My glutes are really tight and affecting my day to day activities, what should I do?
Ideally, if possible, and if you’re not able to pinpoint the root cause of persistent tightness in your glutes, we recommend seeking a professional diagnosis from a qualified health professional who can help diagnose and remedy chronically tight glutes muscles.
They may prescribe a more advanced stretching routine for you, such as proprioceptive neuromuscular facilitation (PNF) stretching, a method that expedites the process by pushing your muscles hard, causing the body to activate a protective reflex that prevents overstretching (1).
Who should not do the lying glute stretch?
If you have bad knees or hips, the lying glute stretch could be difficult or painful. You’ll need to determine if you have adequate flexibility and healthy enough joints to perform this stretch safely an comfortably.
The lying glute stretch is a sure fire way to ward off potential physical limitations of tight posterior hips.

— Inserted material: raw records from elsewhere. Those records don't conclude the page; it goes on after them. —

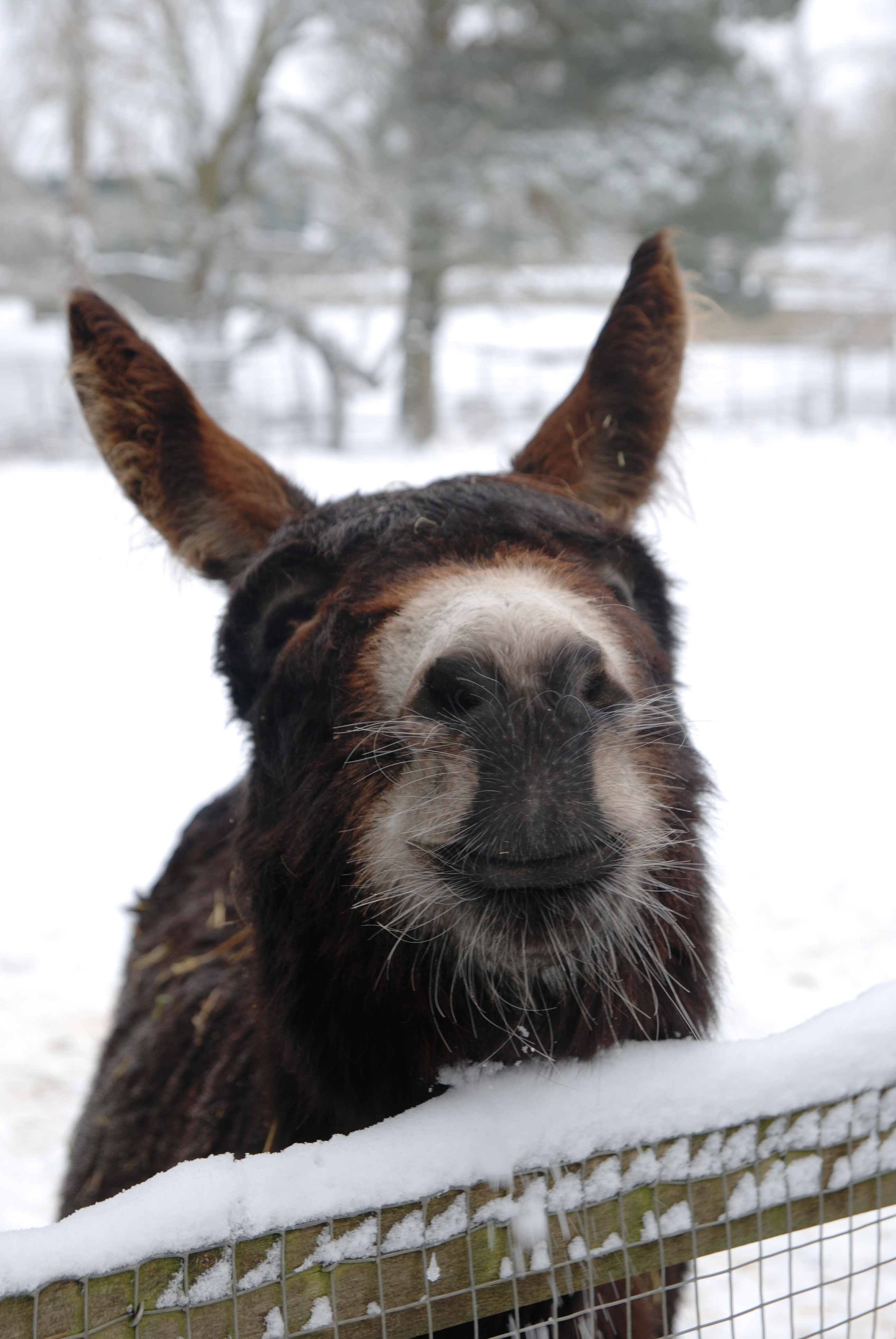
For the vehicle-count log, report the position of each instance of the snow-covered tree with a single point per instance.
(511, 128)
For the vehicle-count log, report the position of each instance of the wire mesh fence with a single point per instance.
(278, 394)
(776, 1227)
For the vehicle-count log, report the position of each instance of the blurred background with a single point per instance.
(378, 238)
(326, 205)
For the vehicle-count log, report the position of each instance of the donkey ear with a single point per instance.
(212, 499)
(603, 441)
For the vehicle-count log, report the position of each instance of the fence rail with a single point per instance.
(617, 1219)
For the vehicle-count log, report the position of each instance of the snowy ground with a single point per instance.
(116, 732)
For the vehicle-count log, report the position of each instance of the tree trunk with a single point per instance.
(81, 235)
(422, 314)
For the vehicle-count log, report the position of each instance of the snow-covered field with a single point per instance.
(116, 730)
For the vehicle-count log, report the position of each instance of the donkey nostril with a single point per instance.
(449, 690)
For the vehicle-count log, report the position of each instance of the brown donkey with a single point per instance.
(470, 828)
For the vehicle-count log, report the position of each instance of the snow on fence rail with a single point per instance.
(807, 1191)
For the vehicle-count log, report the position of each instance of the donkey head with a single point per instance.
(472, 816)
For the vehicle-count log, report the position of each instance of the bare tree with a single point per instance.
(507, 129)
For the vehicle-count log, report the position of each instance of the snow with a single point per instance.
(491, 1124)
(116, 732)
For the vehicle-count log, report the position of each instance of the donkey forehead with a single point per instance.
(515, 617)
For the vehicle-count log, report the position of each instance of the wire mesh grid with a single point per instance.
(776, 1227)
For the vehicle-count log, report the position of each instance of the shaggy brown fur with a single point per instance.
(605, 440)
(470, 828)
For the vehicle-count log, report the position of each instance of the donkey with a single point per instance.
(470, 827)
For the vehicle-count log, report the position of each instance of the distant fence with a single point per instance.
(280, 397)
(788, 1223)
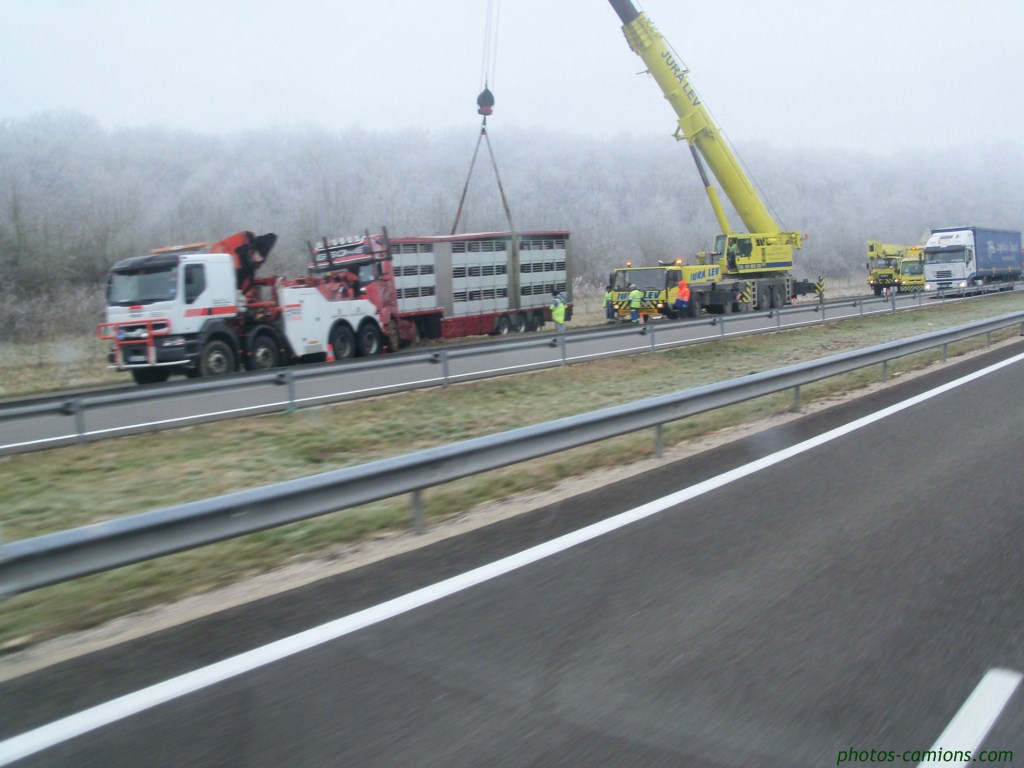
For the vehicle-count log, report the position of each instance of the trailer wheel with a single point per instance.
(369, 340)
(151, 375)
(264, 354)
(693, 309)
(217, 359)
(764, 298)
(343, 342)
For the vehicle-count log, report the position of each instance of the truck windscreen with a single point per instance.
(142, 286)
(645, 280)
(953, 256)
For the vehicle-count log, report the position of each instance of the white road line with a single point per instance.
(966, 731)
(45, 736)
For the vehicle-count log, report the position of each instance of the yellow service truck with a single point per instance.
(750, 268)
(895, 267)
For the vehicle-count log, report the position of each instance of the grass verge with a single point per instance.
(76, 485)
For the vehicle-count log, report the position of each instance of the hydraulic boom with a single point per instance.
(763, 249)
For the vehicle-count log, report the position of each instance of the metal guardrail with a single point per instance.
(78, 406)
(31, 563)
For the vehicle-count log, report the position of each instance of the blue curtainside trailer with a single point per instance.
(969, 256)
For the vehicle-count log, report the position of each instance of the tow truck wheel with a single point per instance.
(150, 375)
(217, 359)
(264, 355)
(693, 310)
(369, 340)
(343, 342)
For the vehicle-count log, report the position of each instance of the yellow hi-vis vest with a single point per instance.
(558, 311)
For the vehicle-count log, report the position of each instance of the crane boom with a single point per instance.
(764, 248)
(695, 123)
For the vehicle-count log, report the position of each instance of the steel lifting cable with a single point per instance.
(485, 102)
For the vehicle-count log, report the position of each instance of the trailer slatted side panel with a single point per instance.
(479, 276)
(542, 268)
(415, 276)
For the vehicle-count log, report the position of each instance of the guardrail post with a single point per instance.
(418, 511)
(76, 409)
(441, 357)
(287, 378)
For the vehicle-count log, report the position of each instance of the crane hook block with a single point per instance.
(485, 102)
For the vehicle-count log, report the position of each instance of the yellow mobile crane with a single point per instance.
(753, 267)
(901, 267)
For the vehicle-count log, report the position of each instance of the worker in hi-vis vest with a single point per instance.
(558, 310)
(635, 298)
(609, 304)
(682, 303)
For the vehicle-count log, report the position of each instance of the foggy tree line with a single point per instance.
(76, 198)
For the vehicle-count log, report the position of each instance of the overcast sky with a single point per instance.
(877, 75)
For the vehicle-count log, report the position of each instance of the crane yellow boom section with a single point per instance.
(769, 248)
(696, 125)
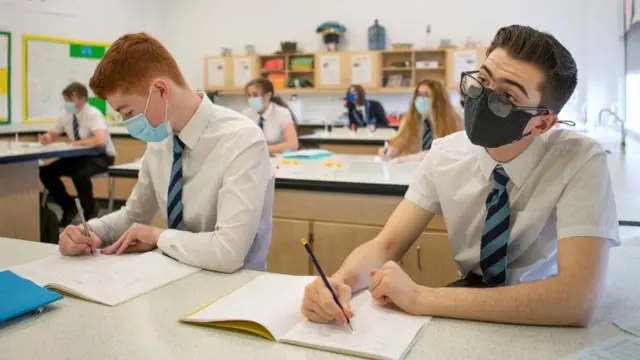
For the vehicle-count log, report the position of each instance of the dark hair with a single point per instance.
(76, 89)
(361, 95)
(267, 87)
(548, 54)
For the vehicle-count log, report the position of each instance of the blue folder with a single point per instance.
(19, 296)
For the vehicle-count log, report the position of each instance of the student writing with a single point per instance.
(529, 209)
(272, 115)
(430, 116)
(206, 168)
(84, 125)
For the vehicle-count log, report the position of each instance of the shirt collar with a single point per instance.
(519, 168)
(194, 129)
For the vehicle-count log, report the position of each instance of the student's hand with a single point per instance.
(45, 139)
(139, 238)
(318, 305)
(390, 285)
(72, 241)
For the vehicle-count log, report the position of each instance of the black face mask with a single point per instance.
(485, 128)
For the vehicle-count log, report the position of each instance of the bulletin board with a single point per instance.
(5, 78)
(49, 65)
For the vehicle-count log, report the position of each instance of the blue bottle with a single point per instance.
(377, 37)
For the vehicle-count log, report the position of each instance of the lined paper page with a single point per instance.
(109, 280)
(378, 332)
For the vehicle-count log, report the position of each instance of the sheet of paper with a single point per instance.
(330, 70)
(215, 72)
(110, 280)
(630, 324)
(362, 69)
(270, 300)
(378, 332)
(623, 347)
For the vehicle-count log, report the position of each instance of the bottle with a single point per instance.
(377, 37)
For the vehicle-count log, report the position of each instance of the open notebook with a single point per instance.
(269, 306)
(105, 279)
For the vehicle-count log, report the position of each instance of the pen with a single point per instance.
(84, 221)
(324, 279)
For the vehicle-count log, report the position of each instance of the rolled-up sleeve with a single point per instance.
(239, 208)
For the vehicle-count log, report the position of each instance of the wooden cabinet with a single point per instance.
(286, 254)
(333, 242)
(429, 261)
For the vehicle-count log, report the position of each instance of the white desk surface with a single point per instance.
(148, 327)
(345, 134)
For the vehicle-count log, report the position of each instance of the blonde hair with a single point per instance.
(444, 120)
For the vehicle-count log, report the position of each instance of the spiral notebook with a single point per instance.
(269, 306)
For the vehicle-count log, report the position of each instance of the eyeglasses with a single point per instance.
(498, 102)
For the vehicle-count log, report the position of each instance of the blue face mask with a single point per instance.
(256, 103)
(423, 105)
(140, 128)
(70, 107)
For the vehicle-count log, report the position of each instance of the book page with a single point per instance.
(378, 332)
(109, 280)
(270, 300)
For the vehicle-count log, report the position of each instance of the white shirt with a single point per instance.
(559, 187)
(89, 119)
(227, 195)
(276, 118)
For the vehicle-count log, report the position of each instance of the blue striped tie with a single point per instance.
(174, 199)
(495, 235)
(427, 135)
(76, 130)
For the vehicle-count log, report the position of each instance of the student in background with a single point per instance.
(206, 167)
(430, 116)
(362, 111)
(84, 125)
(530, 212)
(272, 114)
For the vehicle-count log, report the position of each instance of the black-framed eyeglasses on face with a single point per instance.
(498, 102)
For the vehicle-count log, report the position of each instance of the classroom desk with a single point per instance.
(148, 327)
(343, 141)
(20, 184)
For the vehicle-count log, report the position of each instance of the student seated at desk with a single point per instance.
(85, 125)
(272, 114)
(430, 116)
(362, 111)
(529, 209)
(206, 168)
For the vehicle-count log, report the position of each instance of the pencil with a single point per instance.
(324, 279)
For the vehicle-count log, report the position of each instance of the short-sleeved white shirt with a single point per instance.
(559, 187)
(89, 119)
(275, 119)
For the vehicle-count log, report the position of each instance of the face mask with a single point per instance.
(70, 107)
(140, 128)
(256, 103)
(423, 105)
(485, 128)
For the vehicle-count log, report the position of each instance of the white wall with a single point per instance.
(90, 20)
(588, 29)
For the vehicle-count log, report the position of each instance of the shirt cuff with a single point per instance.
(420, 200)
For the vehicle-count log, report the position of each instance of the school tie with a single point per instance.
(495, 235)
(76, 130)
(174, 199)
(427, 135)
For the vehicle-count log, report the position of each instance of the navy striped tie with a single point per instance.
(76, 130)
(495, 235)
(427, 135)
(174, 199)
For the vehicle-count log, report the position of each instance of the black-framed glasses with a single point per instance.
(498, 102)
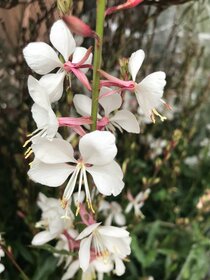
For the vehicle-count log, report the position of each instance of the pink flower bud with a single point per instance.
(77, 26)
(127, 5)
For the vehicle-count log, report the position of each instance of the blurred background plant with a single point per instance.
(171, 240)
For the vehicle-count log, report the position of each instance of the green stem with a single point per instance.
(100, 10)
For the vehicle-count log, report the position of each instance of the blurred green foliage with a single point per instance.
(172, 242)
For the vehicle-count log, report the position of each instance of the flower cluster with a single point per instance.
(88, 170)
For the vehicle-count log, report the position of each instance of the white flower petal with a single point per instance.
(98, 147)
(119, 219)
(71, 271)
(107, 178)
(42, 238)
(84, 253)
(102, 266)
(40, 115)
(135, 62)
(87, 231)
(119, 246)
(41, 58)
(53, 83)
(55, 151)
(82, 105)
(119, 266)
(109, 103)
(52, 175)
(52, 125)
(127, 121)
(78, 54)
(150, 91)
(38, 93)
(112, 231)
(62, 39)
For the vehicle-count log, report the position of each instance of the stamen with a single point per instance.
(28, 150)
(87, 191)
(26, 143)
(63, 203)
(79, 192)
(28, 155)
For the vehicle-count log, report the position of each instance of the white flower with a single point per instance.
(51, 221)
(150, 90)
(95, 270)
(113, 212)
(42, 58)
(97, 152)
(122, 119)
(105, 241)
(137, 203)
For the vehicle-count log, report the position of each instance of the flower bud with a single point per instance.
(127, 5)
(64, 6)
(77, 26)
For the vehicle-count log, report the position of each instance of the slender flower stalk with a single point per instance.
(97, 60)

Being the largest human muscle that delivers the highest force per contraction to answer our constant demands, we keep asking yet give so little back.
Whether you’re super active, work from your butt, or are getting up there in age, stretching is one of the core good habits to maintain body health. Don’t wait until you’re thrown out of alignment or suffer an injury or pulled muscles to start doing more of it.
So if you’re going to start stretching anything, the central complex separating your upper and lower body is a really good place to start.
- Page P. Current concepts in muscle stretching for exercise and rehabilitation. Int J Sports Phys Ther. 2012 Feb;7(1):109-19. PMID: 22319684; PMCID: PMC3273886.
- Schoenfeld BJ, Grgic J. Effects of range of motion on muscle development during resistance training interventions: A systematic review. SAGE Open Med. 2020 Jan 21;8:2050312120901559. doi: 10.1177/2050312120901559. PMID: 32030125; PMCID: PMC6977096.